The only ground for the exercise of such a power is as an incident to the right to set aside the assessment as unconstitutional. This the Supreme Court, in Raymond v. Chicago Union Traction Co., 207 U. S. 20, 28 Sup. Ct. 7, 52 L. Ed. 78, 12 Ann. Cas. 757, and Greene v. Louisville & Interurban R. R. Co., 244 U. S. 499, 37 Sup. Ct. 673, 61 L. Ed. 1280, Ann. Cas. 1917E, 88, did, holding that an assessment may be reopened, and furthermore that the property may in effect he reassessed, by compelling the plaintiff to consent to a fair assessment *28upon its property. These cases, however, both proceed upon the assumption that the arbitrary and discriminating action of the assessors was in violation of the Fourteenth Amendment. They each arose on independent bill in equity, explicitly laid upon the violation of the United States Constitution, and we do- not read them as indicating that an assessment regularly made may be reviewed upon the mere allegation that the assessment was erroneous, even though the error proceeded from a deliberate effort to overvalue the plaintiff’s property, which might properly be deemed a fraud. In the case at bar there was no suggestion of any unconstitutional conduct of the state board of tax commissioners, nor indeed the least ground for such an assertion. At most the facts justified an error in the way in which the assessment was made. ■ ■

Moreover, in each of the cases cited there were no means provided in the state statute by which the action of the assessors could be judicially reviewed as can be done in New York by certiorari. Now it is true that the Supreme Court mentioned this fact only upon the question of the plaintiff’s right to equitable relief, but we think that the distinction may be taken as going deeper. While there niay be unconstitutional discrimination merely through their administration of a valid statute by officials, the action prohibited by the Fourteenth Amendment must be that of the state, and it cannot be said, at least under ordinary circumstances (Ex parte Royall, 117 U. S. 241, 6 Sup. Ct. 734, 29 L. Ed. 868), when the state has itself provided means for the correction of just such miscarriages, that the initial action of its officials is its own until the final result has confirmed it and made idle further appeal to the state authorities. Therefore we should be slow, if the receiver or the defendant had indeed based its claim upon the Fourteenth Amendment, to admit any jurisdiction to review an assessment in the face of section 46 of the New York Tax Eaw.

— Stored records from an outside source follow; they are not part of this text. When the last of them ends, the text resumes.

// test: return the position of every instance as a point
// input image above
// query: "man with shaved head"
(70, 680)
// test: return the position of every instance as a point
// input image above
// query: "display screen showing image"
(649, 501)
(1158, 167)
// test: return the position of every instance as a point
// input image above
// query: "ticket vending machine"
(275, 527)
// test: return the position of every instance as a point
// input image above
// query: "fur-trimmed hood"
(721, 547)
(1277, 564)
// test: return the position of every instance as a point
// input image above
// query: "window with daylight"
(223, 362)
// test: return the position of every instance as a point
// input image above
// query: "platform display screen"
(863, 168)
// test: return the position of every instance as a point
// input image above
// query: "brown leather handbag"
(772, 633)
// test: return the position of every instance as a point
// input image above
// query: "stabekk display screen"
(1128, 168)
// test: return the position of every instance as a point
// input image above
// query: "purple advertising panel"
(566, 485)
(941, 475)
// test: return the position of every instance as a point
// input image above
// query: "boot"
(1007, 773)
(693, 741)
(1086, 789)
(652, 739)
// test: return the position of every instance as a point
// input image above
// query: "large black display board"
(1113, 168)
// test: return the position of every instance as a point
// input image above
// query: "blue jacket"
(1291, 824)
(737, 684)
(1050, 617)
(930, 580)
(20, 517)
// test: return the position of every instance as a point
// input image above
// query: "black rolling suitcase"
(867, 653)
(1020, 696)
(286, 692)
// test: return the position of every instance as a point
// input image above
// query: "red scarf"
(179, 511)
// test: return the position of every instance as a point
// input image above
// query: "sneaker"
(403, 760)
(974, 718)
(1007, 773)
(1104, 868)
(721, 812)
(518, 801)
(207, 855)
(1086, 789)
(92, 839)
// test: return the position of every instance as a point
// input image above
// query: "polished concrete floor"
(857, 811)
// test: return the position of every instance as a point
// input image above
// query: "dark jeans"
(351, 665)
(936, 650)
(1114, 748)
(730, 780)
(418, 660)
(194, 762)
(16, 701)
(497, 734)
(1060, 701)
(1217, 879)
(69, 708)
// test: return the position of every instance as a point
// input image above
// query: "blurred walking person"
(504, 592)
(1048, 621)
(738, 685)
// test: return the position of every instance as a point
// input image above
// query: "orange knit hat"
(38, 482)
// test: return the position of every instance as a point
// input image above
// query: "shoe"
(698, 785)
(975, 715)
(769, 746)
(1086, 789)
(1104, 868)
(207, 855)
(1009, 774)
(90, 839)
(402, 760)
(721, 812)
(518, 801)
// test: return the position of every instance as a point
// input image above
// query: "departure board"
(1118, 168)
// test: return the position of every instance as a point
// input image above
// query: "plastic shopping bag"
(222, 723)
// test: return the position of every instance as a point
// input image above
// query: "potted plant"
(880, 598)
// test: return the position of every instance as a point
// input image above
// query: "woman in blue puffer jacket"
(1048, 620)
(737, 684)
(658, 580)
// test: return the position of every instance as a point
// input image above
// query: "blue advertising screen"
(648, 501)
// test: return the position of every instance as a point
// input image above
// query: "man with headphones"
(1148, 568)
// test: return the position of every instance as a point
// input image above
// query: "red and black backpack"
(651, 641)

What we have said about the assessment of the special franchises applied equally to the equalization, since under section 45a, subdivisions 1 and 2 (as added by Laws 1911, c. 804), prior to 1916, the state board was itself to equalize the assessment, and the supervisors must enter that sum upon the rolls. As equalizer the state board was as exempt from judicial rqview as it was as assessor. In so far, therefore, as the District Court attempted any review of the special franchise assessments as fixed, and necessarily as equalized, by the state board of tax commissioners, we think that it .exceeded its jurisdiction. This point the county treasurer raised originally, and could certainly raise it here, if his appeal were before us. Upon the receiver’s appeal we think the point is still open, because the question is not one which the consent of the parties can cure; rather it goes to the assertion of a jurisdiction over a subject-matter which under these circumstances the District Court did not and could not exercise.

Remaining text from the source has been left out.